Phone numbers are already obsolete in one way — when's the last time you had to type one in before hitting the call button? But those seven-digit codes haven't let go of our phone calls just yet. Voice over IP (calling over the internet), a painfully, stupidly, obviously inevitable technology, is still waiting in the wings, at least on our cellphones.
Facebook is reportedly testing voice calls in its Messenger app on iOS, first in Canada. (Americans will get push-to-talk voice messages for now.) If the Canadian version rolls out to everyone, Facebook has the chance to change the way smartphone users call each other almost overnight. Users will still scroll through a list of names, they'll still tap call, and they'll still hear their contact's voice. But those contacts would live on Facebook instead of in a phonebook; and that voice will be travelling through Facebook's servers, paid for through users' data plans — not as part of a voice plan. It's something they're already trying to do with messaging and email; the difference is that here, there aren't as many clear competitors.
Apple and Google have been in a position to do this for years. 3G networks have always been able to handle VoIP calls fairly well, either via Skype or in tandem with video, through Facetime. But Apple and Google (or at least its partners) have to do something that Facebook doesn't: negotiate contracts with mobile carriers like AT&T and Verizon, who are doing everything they can to delay VoIP over cell networks. When Apple turned on iMessage by default, drastically cutting down on iPhone users' text usage, carriers immediately restructured their texting plans to prevent people from downgrading. If Apple tried to do the same thing with calling — and it very easily could — the carriers, with which it has multi-billion contracts, some multiple years long, would not be happy. Facebook can also leapfrog the current crop of VoIP companies in a meaningful way. Facebook skips from numbers straight to real identities, and skips Skype's "username" stage altogether.

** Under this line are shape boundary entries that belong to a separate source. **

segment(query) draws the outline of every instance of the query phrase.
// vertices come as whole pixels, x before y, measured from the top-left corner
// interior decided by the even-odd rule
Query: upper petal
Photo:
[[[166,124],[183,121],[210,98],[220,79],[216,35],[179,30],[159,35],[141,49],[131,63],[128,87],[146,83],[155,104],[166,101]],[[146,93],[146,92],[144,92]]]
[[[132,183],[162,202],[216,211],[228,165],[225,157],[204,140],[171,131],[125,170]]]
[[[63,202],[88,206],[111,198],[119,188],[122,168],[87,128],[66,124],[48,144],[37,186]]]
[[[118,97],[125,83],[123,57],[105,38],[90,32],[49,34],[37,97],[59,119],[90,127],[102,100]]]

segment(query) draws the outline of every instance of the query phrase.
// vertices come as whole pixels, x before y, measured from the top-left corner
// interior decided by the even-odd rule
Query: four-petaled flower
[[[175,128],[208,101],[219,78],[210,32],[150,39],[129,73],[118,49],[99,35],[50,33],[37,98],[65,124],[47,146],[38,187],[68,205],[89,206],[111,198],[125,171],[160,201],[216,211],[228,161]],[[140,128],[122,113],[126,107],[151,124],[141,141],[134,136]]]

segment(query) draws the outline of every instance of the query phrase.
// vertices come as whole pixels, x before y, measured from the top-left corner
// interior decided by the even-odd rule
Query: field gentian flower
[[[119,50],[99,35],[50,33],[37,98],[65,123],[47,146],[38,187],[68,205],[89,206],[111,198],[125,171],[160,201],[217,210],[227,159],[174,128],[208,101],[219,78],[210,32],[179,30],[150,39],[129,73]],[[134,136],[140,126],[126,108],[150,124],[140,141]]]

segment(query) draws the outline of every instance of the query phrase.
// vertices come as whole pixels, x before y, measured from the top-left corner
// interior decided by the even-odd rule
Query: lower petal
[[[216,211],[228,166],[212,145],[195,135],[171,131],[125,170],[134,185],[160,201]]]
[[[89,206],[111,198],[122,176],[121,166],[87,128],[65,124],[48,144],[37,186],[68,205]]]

Without a phone or phone OS, Facebook doesn't have to worry about this (at least, not yet). And while Apple and Google could flip the switch on vast networks for iPhone-to-iPhone or Android-to-Android VoIP calling, Facebook has the chance to do something much larger. Almost everyone with a smartphone has a Facebook account, and every smartphone with an app store can be a "Facebook Phone." iOS, Android and Windows Phone already associate contact entries with Facebook accounts, and the friend list sections of the mobile apps already let you tap to call, albeit through your regular phone plan. Facebook is better integrated with Apple, Microsoft and Google's mobile platform than some of those companies' own services and social networks.
Whether you're ambivalent about Facebook or outright dislike it, this could be huge — a way that Facebook could force consumer tech a little further down an inevitable path, a little sooner.
And a chance to do its users something like a real favor, using information it was going to collect anyway.